Autor: Affonso Beato
Outro dia na Associação Brasileira de Cinematografia, discutindo sobre as funções do Diretor de Fotografia, um colega perguntou: quem somos nós?
Respondi prontamente, que nós éramos os responsáveis por todas as imagens em movimento que existiram nos últimos cem anos.
Nas imagens do Cinema ou da Televisão sempre esteve presente um Fotografo, um Cinegrafista ou Diretor de Fotografia, não importa como o chamamos.
Temos que aceitar que nem sempre essas imagens foram o produto da vontade, da determinação e das indicações do Diretor de Fotografia mas não podemos negar que foi êle sempre quem as fez existir.
Estudando a História da Arte, nos acostumamos a pensar na criação de imagens, poesia, literatura e música como um processo solitário onde os autores, pensam, esboçam, e apresentam sozinhos, seus quadros, fotos, livros e partituras musicais.
Sempre os consideramos autores dessas obras.
Isso certamente foi assim, até o advento do Cinema no final do século XIX.
As imagens do Cinema nasceriam sempre da indicação de um roteiro, seriam interpretadas por um Diretor, que nem sempre as teriam escrito, e depois elaboradas por um processo específico pelo Diretor de Fotografia.
Ao contrário do que sempre existira, nas imagens cinematográficas o processo de criação passaria a ser coletivo e não mais individual.
No processo de elaboração de imagens, quer na Pintura, Fotografia, ou na Cinematografia, sempre partimos de uma Imagem Real como referência, exceto na Arte Abstrata.
O Artista (ou Autor) observa essa imagem e a reproduz no seu devido campo, como um quadro, uma escultura, uma foto, ou a cena de um filme.
Na maior parte das vezes existe uma diferença entre a Imagem Real e a Imagem Criada.

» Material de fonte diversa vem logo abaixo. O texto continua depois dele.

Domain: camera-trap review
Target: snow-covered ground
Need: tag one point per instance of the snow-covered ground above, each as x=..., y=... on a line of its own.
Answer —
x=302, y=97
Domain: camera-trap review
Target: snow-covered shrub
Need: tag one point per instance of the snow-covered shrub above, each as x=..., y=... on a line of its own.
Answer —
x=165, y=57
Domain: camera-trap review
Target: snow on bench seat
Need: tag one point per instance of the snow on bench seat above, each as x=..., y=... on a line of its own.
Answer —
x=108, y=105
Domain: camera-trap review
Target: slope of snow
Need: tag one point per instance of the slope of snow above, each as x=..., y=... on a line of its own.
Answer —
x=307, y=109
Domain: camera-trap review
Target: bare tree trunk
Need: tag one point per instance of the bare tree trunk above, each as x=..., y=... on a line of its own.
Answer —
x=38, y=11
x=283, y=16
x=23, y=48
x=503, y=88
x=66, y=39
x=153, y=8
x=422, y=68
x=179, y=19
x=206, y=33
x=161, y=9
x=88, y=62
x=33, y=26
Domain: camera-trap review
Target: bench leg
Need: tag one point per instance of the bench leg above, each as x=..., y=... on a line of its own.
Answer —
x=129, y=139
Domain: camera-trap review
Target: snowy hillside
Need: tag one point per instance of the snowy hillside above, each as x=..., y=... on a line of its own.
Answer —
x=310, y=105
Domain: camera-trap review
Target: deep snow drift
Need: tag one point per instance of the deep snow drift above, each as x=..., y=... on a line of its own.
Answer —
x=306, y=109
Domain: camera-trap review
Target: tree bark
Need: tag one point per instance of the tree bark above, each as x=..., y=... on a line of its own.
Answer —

Essa diferença é o fator subjetivo que o artista imprime à Imagem Criada, e que é nada mais nada menos do que a sua Criação, portanto a sua Autoria.
Na elaboração de uma cena em Cinema entram vários elementos:
- Primeiro a cena vem da indicação de um roteiro que tem como autor – alguém que não é necessariamente o autor do argumento original (livro, poema, peça teatral etc.)
- Por indicação do Diretor, essa cena é levada a uma locação.
- São escolhidos móveis , objetos, figurinos para os atores etc. Nesse momento existe a presença de um Cenógrafo, e hoje em dia também a presença do Diretor de Fotografia decidindo sobre a viabilidade da locação, na escolha de cores e nos materiais cenográficos.
- O Diretor pede uma interpretação da cenas aos atores e desenha com o Diretor de Fotografia, os ângulos e os movimentos de câmera.
- O Diretor de Fotografia, escolhe a emulsão e os filtros apropriados para a tomada, bem como a ilumina de forma a conseguir uma dramaticidade adequada. Depois de filmada a cena, o negativo exposto, é submetido a um processo técnico cujas especificidades técnicas são por ele indicadas.
- Essa cena é parte de uma seqüência. Existe uma continuidade visual entre as Cenas, e diferenças dramáticas visuais entre seqüências.
- Este produto é a Unidade Visual do Filme, também conhecida como a Fotografia do Filme.
- A Fotografia de um filme não é somente a reprodução fiel das Imagens Reais que estavam diante da câmera, ela resulta da interferência subjetiva do Diretor de Fotografia e da sua escolha dos elementos que produziram a Imagem Criada.
- Se a Imagem Criada é exatamente igual a Imagem Real, estamos frente à um mero processo técnico de reprodução.
- Se a Imagem Criada é diferente da Imagem Real, essa diferença é um elemento
- artístico e autoral, e é portanto de Propriedade Intelectual e autoral do Diretor de Fotografia.
Nos anos 60, quando da criação do Cinema Novo e da Associação Brasileira de Cineastas- ABRACI, havia uma forte influência da Nouvelle Vague , movimento francês, que difundia o Cinema de Autor.
Os cineastas conseguiram num acordo da ABRACI com a falecida EMBRAFILME, que 5% do bruto da distribuição, fossem pagos somente aos diretores, ao contrário do que tinha sido acordado na fundação daquela Associação entre roteiristas,cenógrafos e diretores de fotografia.
Depois num golpe semântico entre produtores e sindicalistas desavisadostentou-se categorizar a função de Diretor de Fotografia como uma função técnica, para que fossem então pagas horas extras trabalhadas, desviando assim a atenção dos devidos direitos autorais daqueles artistas.
Hoje, tendo o Brasil assinado num plano internacional, a Lei de Propriedade Intelectual, tais acordos, e/ou regulamentações se tornaram caducas, sendo então necessário repensar os acordos e mecanismos que visam nos proteger dos abusos e apropriações indevidas que vivemos hoje.